Swiss banks plan tax requirement for foreign clients
Switzerland's secretive banks are considering landmark plans to require that their foreign clients conform to personal taxation requirements abroad according to leading banker Patrick Odier.
Geneva--Odier, head of the Swiss bankers' association and a senior partner at private bank Lombard Odier, told the newspaper NZZ am Sonntag that the industry was studying such a step alongside more extensive taxation on foreign savers in Switzerland.
"I also want to go a step further," Odier was quoted as saying.
"We, the banks, must introduce a new business model where tax honesty is the goal when new money is taken in," he said, adding that such an approach must "clearly" be the focus of future business activities.
"We're still working on the details. It could, for example, take the form of a personal declaration: the client would confirm with his signature that his money is properly taxed."
"We want to work out a really credible solution," he added.
However, Odier said such a step could only apply to countries that enter into a bilateral agreement with the Swiss.
Swiss banks have been at the heart of a renewed international pressure in recent years over tax evasion, including bruising multi-billion dollar litigation against the country's biggest bank UBS in the United States.

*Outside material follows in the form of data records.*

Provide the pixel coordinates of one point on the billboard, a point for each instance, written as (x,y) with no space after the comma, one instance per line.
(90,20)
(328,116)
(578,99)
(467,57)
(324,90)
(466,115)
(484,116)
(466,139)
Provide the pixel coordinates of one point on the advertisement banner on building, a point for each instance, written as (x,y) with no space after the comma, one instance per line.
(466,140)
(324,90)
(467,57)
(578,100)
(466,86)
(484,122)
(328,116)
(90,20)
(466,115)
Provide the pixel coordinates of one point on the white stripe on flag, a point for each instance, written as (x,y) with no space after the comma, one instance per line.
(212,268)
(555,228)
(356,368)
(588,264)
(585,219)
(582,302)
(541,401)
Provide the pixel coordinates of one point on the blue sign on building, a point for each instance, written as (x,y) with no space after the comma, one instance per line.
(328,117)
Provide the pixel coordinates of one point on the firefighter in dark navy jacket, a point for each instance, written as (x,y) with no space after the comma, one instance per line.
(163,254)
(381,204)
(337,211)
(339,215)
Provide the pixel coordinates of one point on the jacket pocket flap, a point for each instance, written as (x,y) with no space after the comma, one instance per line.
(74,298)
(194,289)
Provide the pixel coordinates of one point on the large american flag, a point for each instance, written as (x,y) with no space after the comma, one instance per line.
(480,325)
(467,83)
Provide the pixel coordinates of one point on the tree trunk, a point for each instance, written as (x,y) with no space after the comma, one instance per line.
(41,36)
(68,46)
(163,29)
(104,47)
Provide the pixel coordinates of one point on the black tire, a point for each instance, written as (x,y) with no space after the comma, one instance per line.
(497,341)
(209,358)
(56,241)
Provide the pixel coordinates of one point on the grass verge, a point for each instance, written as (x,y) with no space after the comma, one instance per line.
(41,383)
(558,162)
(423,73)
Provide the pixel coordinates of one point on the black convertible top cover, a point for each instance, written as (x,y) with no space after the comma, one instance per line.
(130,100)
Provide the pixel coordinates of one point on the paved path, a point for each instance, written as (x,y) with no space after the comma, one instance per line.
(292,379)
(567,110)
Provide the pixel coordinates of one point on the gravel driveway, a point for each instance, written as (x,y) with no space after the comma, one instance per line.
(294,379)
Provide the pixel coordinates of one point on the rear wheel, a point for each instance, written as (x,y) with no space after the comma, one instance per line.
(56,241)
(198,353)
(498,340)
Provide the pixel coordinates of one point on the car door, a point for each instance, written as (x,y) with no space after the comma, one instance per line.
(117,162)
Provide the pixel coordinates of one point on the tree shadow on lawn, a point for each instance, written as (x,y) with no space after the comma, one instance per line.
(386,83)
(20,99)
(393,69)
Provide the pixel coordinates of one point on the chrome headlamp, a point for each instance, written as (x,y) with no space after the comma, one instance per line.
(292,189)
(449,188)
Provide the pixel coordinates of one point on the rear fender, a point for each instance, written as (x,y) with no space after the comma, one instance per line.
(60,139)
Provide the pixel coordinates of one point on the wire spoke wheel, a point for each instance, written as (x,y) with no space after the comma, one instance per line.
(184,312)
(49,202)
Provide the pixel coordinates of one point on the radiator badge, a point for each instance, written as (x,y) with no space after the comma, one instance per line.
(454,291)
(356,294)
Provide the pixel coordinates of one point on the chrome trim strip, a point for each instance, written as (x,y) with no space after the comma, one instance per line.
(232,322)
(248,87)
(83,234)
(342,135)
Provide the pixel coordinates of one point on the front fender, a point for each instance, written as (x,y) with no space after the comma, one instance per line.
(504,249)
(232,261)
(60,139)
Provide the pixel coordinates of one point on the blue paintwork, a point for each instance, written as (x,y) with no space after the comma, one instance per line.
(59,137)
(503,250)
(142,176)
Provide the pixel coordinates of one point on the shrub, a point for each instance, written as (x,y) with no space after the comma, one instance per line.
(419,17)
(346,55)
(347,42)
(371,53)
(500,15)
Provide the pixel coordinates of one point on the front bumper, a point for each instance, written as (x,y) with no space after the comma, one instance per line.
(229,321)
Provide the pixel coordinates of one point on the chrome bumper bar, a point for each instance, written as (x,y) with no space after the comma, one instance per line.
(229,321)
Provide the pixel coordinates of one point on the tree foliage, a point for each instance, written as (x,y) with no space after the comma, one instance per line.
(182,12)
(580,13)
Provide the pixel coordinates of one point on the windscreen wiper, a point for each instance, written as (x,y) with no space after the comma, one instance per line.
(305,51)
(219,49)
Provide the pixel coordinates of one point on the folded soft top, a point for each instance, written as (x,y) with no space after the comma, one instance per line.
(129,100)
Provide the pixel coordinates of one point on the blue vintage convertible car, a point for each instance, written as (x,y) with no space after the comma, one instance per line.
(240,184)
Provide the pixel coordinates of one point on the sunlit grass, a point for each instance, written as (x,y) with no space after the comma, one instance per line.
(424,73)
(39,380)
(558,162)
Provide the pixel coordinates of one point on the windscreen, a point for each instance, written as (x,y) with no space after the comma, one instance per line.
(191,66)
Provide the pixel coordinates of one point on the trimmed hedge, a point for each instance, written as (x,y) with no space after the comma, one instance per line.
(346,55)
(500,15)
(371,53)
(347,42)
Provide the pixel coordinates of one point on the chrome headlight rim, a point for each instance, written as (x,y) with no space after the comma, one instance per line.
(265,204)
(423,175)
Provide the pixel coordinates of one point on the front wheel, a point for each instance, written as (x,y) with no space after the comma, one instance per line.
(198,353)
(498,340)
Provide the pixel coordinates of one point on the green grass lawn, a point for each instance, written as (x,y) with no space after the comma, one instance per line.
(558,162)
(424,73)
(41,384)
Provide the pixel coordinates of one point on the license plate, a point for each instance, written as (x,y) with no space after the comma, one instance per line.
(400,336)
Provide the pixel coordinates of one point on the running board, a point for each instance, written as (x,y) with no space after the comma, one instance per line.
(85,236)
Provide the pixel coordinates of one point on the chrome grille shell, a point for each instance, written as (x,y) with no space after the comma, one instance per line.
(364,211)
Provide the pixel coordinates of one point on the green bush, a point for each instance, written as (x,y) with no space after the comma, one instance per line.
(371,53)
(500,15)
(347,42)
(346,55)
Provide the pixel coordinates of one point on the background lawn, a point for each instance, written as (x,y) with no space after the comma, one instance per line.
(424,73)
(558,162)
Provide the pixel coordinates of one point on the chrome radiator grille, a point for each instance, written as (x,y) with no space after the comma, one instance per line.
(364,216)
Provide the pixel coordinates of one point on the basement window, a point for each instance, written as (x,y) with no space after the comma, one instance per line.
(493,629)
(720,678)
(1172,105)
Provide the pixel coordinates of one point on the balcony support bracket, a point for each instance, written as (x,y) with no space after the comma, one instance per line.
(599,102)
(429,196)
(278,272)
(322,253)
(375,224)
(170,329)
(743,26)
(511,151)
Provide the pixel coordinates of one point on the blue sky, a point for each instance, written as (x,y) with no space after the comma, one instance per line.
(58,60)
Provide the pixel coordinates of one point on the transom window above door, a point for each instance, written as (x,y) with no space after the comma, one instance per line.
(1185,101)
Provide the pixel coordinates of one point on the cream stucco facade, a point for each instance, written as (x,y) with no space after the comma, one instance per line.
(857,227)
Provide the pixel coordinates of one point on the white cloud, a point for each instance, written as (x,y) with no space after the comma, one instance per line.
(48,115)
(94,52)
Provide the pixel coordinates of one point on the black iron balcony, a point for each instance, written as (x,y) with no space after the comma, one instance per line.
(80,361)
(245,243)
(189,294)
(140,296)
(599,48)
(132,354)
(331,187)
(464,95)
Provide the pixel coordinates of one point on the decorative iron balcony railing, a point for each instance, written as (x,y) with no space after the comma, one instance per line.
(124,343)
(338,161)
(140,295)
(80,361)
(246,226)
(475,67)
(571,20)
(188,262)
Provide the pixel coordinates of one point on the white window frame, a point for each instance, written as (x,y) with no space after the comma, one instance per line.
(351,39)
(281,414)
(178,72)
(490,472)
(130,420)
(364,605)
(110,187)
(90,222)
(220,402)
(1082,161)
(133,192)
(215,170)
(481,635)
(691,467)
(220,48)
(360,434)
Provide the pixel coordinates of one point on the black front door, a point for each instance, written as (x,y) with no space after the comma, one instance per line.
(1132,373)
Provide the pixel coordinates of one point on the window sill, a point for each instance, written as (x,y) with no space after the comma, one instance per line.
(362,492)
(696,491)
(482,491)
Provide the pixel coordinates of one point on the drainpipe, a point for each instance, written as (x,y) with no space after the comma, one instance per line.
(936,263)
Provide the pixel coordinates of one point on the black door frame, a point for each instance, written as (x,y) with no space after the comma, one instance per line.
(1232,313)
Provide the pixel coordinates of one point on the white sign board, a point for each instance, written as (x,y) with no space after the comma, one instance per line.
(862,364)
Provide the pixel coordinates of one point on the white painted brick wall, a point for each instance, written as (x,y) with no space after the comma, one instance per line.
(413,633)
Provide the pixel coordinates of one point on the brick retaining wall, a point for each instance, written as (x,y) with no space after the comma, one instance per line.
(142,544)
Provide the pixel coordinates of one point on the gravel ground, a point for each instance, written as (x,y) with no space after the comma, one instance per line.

Neighbouring European countries and the G20 group of leading economies have claimed that Switzerland's banking secrecy law encourages foreign clients to hide their revenue from domestic tax authorities in Swiss bank accounts.
The NZZ am Sonntag said that Odier's comments marked a "new tone" and signalled a "radical change in course" in the Swiss banking industry's approach to foreign clients.
Traditionally, some Swiss banks have been prone to turn a blind eye on a foreign client's tax affairs, while local legal firms were more likely to offer "tax optimisation" services for wealthy clients.
In recent years, Switzerland has levied a withholding tax on interest earned by EU residents with Swiss savings accounts, under an agreement to pay part of the revenues back to the European Union.
However, loopholes in the agreement have been criticised, while the deal only applies to savings accounts, not other investments.